What a little sweetheart! Sniff in that puppy smell for me, Andrea!! That's the best scent on earth, imo.


----------



## k/c mom (Oct 9, 2004)

She's adorable!


----------



## belibaby14 (Mar 21, 2007)

Yep, she's adorable! :wub: :wub:


----------



## schatzi's mom (May 13, 2007)

Oooooohhhh, could she be any cuter? :wub: :wub: Puppy breath time!!! :chili: :chili:


----------



## samsonsmom (May 4, 2005)

What a special little angel. She is absolutely gorgeous. But nobody had to tell YOU that, did they? I just want to kiss her and whiff that puppy smell. Good job, Puppet!

Samsonsmom

Wanna smell me ma? I been out in de yard peein; on everything in site. Sammie.

Thank you dear, maybe later. Mom


----------



## lynda (Oct 11, 2005)

Andrea she is a little doll. How lucky to have such beautiful fluff butts.


----------



## CindyPham (Aug 31, 2004)

She has such a sweet little face! Very distinguished at 5 weeks! I can't wait to see this little one grow with us... please post more!!!


----------



## KandiMaltese (Mar 27, 2007)

Thanks Cindy! She is quite special in the face and we are watching her to see if she could be a show potential for us! So keep your fingers crossed for us!


----------



## Bella Rose (Mar 21, 2006)

Very, very cute Andrea!  It must be great to have all those puppies around... I can smell puppy breath from here. How many dogs and puppies do you have? You must stay pretty busy with them all... fun, fun, fun!


----------



## dogloverx3 (Apr 14, 2006)

Love the name , love the beautiful baby :wub: . Arabella was a singleton lol , they have very spoiled little personalities - WATCH OUT WORLD HERE COMES SOPHIE . Sarah


----------



## KandiMaltese (Mar 27, 2007)

> Love the name , love the beautiful baby :wub: . Arabella was a singleton lol , they have very spoiled little personalities - WATCH OUT WORLD HERE COMES SOPHIE . Sarah[/B]

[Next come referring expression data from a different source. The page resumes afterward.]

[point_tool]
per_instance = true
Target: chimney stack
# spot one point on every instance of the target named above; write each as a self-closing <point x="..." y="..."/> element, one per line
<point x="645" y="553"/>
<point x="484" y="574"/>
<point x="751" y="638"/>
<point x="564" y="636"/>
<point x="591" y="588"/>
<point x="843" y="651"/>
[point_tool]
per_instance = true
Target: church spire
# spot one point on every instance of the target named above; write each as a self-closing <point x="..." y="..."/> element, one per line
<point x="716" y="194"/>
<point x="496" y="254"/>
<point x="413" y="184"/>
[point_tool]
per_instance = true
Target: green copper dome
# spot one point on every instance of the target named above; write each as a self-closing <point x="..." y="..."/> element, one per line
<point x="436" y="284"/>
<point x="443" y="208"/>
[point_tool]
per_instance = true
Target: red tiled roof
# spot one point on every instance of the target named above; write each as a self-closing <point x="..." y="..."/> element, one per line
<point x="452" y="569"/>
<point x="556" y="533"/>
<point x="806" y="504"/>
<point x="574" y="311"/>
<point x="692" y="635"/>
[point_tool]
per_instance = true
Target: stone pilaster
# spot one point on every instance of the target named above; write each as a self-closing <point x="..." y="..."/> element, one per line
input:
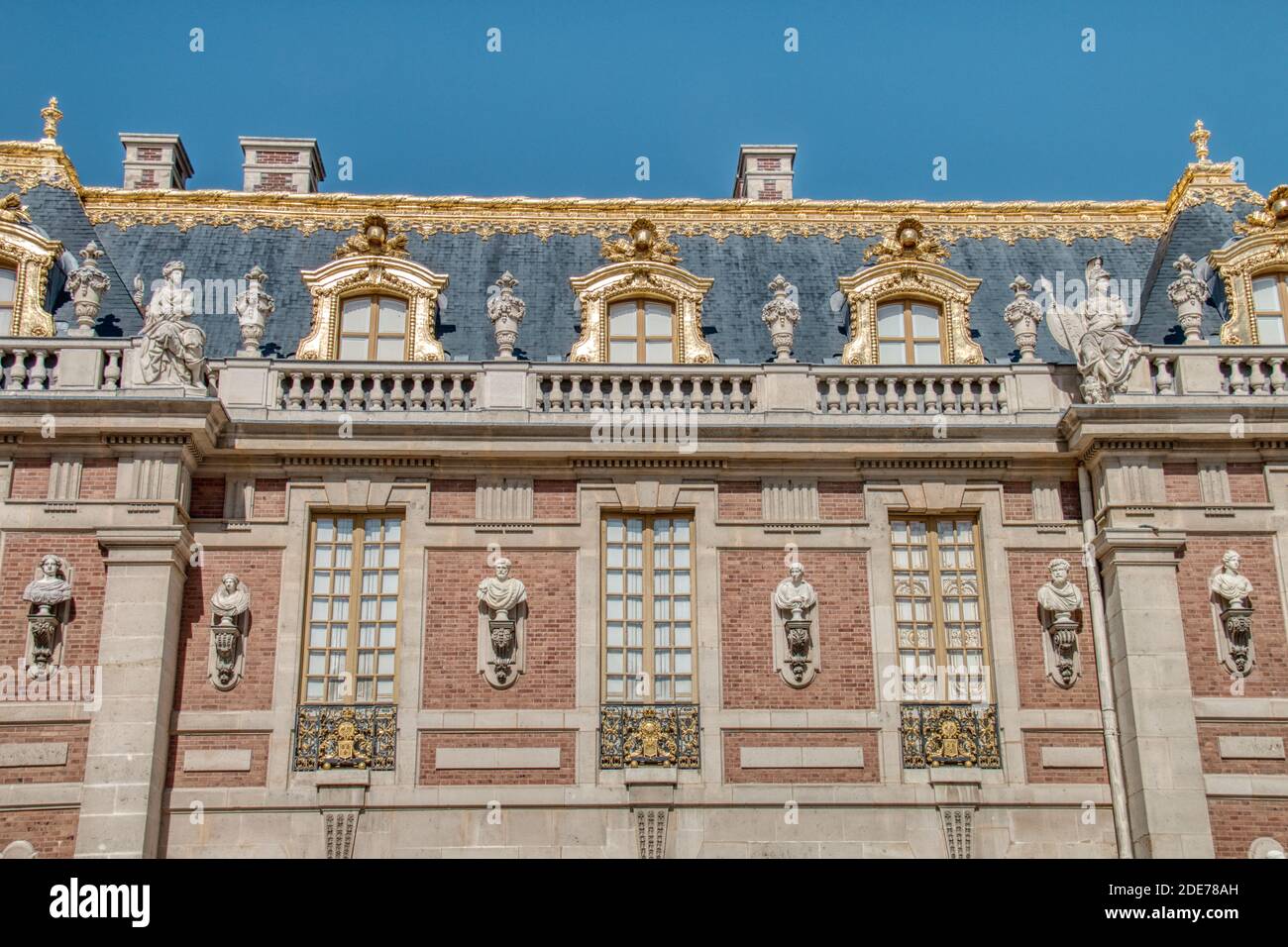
<point x="1166" y="796"/>
<point x="129" y="736"/>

tell me 'bout it ! This one is a spoiled brat :HistericalSmiley:


----------



## Julie718 (Feb 17, 2006)

Sophie is just precious!!! :wub: I just love seeing puppies!


----------



## ittyboo (May 15, 2007)

Will I be picking up Sophie in about 12 weeks, or are you bringing her here? :wub: :wub: :wub: 

Chloe & Debra


----------



## KandiMaltese (Mar 27, 2007)

LOL thank you very much..that is very sweet :blush:


----------



## Matilda's mommy (Jun 1, 2005)

> What a special little angel. She is absolutely gorgeous. But nobody had to tell YOU that, did they? I just want to kiss her and whiff that puppy smell. Good job, Puppet!
> 
> Samsonsmom
> 
> ...



:smrofl: :smrofl: Sammie tell mommy your just a littleman, 

you can see her beauty already, you have some beautiful fluffs Congrats


----------



## Deborah (Jan 8, 2006)

Too cute for words.
:wub: :wub: :wub: :wub:


----------



## msmagnolia (Sep 8, 2004)

She is beautimous!!!!!! I'm in love!


----------



## Andrea&Luci (Jul 30, 2006)

AWW!! Omigod Andrea...again I am sooo jealous that you have such puppy deliciousness in your home all day long to kiss and play with!!!! She is stunning!!!


----------



## Kara (Apr 29, 2007)

OMG she is just adorable.

Cant wait for more pics.


----------



## bellaratamaltese (May 24, 2006)

wow has it been five weeks already??? Time flies! She's a cutie, most definitely!


----------



## bentleyboy (Dec 13, 2006)

:aktion033: :aktion033: :aktion033: 
Welcome to the world little one. She is just gorgeous.


----------



## HEINI (Feb 4, 2007)

beautiful! all the best for you all.

regards
schnuppe


----------



## Scoobydoo (May 26, 2005)

Awwwwwwwww, Andrea she is adorable :wub: :wub:


----------



## casa verde maltese (Apr 7, 2007)

puppies are so very, very cute!!
:aktion033: :aktion033:


----------



## angel's mom (Feb 14, 2007)

Oh Andrea! She is just beautiful! Can't wait to watch her grow up.


----------



## KandiMaltese (Mar 27, 2007)

Thanks guys. Keep your fingers crossed and lets hope for show quality :smilie_daumenpos:


----------



## paris (Apr 8, 2005)

What a doll! If she goes missing, don't come looking down in Texas. lol


----------



## Belle's Mum (Jul 13, 2007)

AWW! What a cutie pie!!!


----------



## mom2bijou (Oct 19, 2006)

AWWWW Puppet and Beau had a baby!! Congrats to all of you!!! The puppy is beautiful


----------



## Littlemans Mom (Apr 6, 2005)

omg.............. she is so adorable :wub: What a beautiful face she has :innocent:


----------